Em proposta feita no passado dia 2 de Junho, o Papa Bento XVI sugeriu que as famílias ocidentais deveriam apadrinhar individualmente famílias de países pobres. A ideia foi entusiásticamente aplaudida pelos 350 mil participantes no Encontro Mundial das Famílias Católicas, no parque de Bresso, em Milão.
Através de doações, já conhecíamos o apadrinhamento de animais em cativeiro, promovida pelos jardins zoológicos, mas esta de apadrinhar famílias pobres de países pobres, convertendo-as em comunidades dependentes de esmolas, não lembra ao diabo, e se quisermos usar uma expressão popular de indignação, até brada aos céus. Com tal iniciativa, a Santa Sé pretende desvincular-se dos princípios que enformam a dignidade humana, passando uma esponja sobre as obrigações dos Estados detentores de demasiada pobreza - muita dela resultante da desenfreada exploração do trabalho, da super-protecção dos detentores da riqueza, e desta estar mal distribuída - e transferindo esse encargo para uma espécie de caridade a nível planetário, tão demagógica quanto ineficaz, acarinhada com a respectiva benção papal.

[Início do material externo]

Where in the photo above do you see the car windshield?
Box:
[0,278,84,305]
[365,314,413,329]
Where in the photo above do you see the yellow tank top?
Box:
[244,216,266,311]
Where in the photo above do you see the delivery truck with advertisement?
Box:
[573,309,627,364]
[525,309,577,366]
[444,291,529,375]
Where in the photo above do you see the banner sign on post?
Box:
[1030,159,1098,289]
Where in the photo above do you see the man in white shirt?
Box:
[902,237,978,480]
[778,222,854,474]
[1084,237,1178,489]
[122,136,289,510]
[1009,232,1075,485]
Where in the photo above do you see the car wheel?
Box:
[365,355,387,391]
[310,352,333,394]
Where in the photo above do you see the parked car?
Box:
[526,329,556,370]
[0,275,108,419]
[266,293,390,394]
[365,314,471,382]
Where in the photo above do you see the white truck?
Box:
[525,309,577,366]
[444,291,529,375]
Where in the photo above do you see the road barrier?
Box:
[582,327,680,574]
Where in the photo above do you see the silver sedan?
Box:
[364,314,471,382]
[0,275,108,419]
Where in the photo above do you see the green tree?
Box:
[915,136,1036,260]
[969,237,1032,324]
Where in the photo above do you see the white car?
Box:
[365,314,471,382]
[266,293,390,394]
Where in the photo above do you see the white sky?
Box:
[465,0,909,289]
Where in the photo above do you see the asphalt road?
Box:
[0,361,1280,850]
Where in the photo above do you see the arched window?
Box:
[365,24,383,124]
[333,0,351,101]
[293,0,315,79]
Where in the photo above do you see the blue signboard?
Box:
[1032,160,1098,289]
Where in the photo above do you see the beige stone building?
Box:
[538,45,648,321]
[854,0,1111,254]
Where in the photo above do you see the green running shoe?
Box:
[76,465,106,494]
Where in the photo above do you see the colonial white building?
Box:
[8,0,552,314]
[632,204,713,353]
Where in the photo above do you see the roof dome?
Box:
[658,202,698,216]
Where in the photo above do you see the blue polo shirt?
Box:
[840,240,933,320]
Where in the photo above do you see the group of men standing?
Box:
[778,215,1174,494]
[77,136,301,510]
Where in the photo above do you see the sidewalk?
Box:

Eu que não sou crente, apetece-me tomar a liberdade, quiça ousadia, de sugerir a Sua Santidade o seguinte: que tal redigir uma encíclica dirigida aos governos de todas as nações, incitando-os a que se empenhem na dignificação do trabalho, diligenciando a sua justa remuneração, que não protejam tão escandalosamente os detentores do capital, e que promovam uma mais justa e equilibrada distribuição da riqueza? Os povos e os pobres, certamente que ficariam gratos.